Cuece cuajada mientras explica la lejanía de la Federación. “Parece que al vivir en tu casa no entrenas”, explica. Al contarlo parece asimilar su condición al tapiz. Ella se mueve por los nueve metros de diámetro del círculo amarillo y rojo donde se permite luchar. En el cuadrado azul de 12 metros que lo rodea actúa la Federación. “No hay dinero”, dice que le responden para no pagar el viaje a Londres de Luis Crespo, su entrenador y electricista a tiempo parcial. Sí viajará el seleccionador, explica la Federación, que ha conseguido una acreditación para Crespo. El resto deberá salir de la beca ADO de 45.000 euros que recibe la luchadora o de los 22.500 de la de su técnico, ambas prorrogadas de manera extraordinaria, pues el año pasado la vasca no consiguió resultados por su lesión.

Sin quejas, Maider cambia la segadora del tractor con que apilará hierba. Intenta desencajarla a saltos con los 72 kilos que deberá pesar en los Juegos para entrar en su categoría. Los prominentes pómulos de tersa piel contraen y arrugan sus pequeños ojos hasta que las cuchillas se sueltan. Luego limpia con una manguera la ordeñadora al contar que, con 35 años, no le queda tiempo en la élite. Tiene pareja, Aitor, y quiere ser madre. Golpes y viajes no casan con su instinto maternal.

Maider Unda se entrena con su técnico, Luis Crespo. ampliar foto
Maider Unda se entrena con su técnico, Luis Crespo.

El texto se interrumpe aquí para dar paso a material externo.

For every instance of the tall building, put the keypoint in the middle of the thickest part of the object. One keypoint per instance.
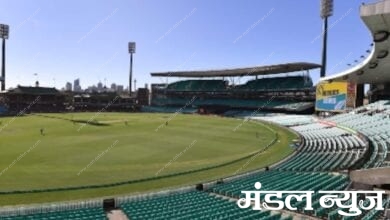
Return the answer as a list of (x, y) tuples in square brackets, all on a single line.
[(100, 87), (113, 87), (76, 85), (68, 86), (119, 88)]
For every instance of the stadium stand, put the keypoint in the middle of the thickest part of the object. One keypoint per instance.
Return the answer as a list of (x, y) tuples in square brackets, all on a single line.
[(372, 121), (278, 83), (168, 109), (198, 85), (192, 205), (88, 210)]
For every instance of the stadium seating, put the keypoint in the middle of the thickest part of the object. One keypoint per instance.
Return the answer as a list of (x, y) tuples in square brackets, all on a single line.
[(372, 121), (287, 120), (197, 85), (168, 109), (85, 214), (192, 205), (278, 83)]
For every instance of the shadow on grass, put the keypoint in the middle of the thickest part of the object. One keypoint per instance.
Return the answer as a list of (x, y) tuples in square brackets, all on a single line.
[(89, 122)]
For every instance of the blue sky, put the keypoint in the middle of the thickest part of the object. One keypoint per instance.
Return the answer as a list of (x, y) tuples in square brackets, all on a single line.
[(64, 40)]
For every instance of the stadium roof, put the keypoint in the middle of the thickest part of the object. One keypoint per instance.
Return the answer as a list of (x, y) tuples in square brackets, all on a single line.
[(34, 90), (376, 67), (249, 71)]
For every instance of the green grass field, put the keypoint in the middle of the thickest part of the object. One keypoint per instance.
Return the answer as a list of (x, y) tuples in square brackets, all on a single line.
[(115, 147)]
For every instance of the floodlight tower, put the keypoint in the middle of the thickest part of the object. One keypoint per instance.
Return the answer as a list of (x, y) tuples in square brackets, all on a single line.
[(4, 31), (131, 51), (325, 11)]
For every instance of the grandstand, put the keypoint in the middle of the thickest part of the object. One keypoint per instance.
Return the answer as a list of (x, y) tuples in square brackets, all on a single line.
[(330, 152), (276, 93)]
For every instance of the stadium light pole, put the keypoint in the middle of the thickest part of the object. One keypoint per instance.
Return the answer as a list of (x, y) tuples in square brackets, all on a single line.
[(326, 11), (131, 51), (4, 31)]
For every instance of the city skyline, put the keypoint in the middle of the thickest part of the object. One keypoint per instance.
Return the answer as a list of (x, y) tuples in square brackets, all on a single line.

Siesta mediante, su entrenamiento vespertino se centra en la técnica. De su gimnasio, en Vitoria, le separa media hora de carretera. A la pastora y a Eider, su sobrina de nueve años, les recibe un electricista que redujo su jornada para preparar a su luchadora. Habla de la confianza que mantiene en que Maider gane los cuatro combates que la separan del oro con ella de fondo, que calienta jugando al frontón con Eider. Después se enfrentan, acostumbrada ella a competir con hombres desde que comenzó de niña en el sambo, otra modalidad de lucha. El ejercicio salta tanto el elástico que le recoge el pelo caoba como la ira cuando en un agarre se le escapa el contrincante. Casi una intensa hora en que las cabezas se unen, buscando inmovilizar con alguno de los 23 movimientos que según las reglas y el criterio de los jueces otorgan uno, dos, tres o cinco puntos con los que ganar.

Entre asaltos y broncas a su sobrina, que no para, Maider suelta los brazos con los que se lanza célere a por las piernas en un movimiento que el reducido circuito de luchadoras ya se conoce. Con la niña masajeándola, explica que la fuerza, su base, hace que el estilo de algunas rivales se le atragante. Cerca levantan pesas hombres que la ven entrenar cada tarde, pero que ni saben que hace tres años ganó un bronce en un Mundial ni por qué dejará de ir en verano. Su sobrina sí lo sabe. “Irá a Londres”. Cuando se le pregunta a qué se va a unos Juegos, sintetiza, enervada y sabia: “Pues a qué va a ser. A luchar”.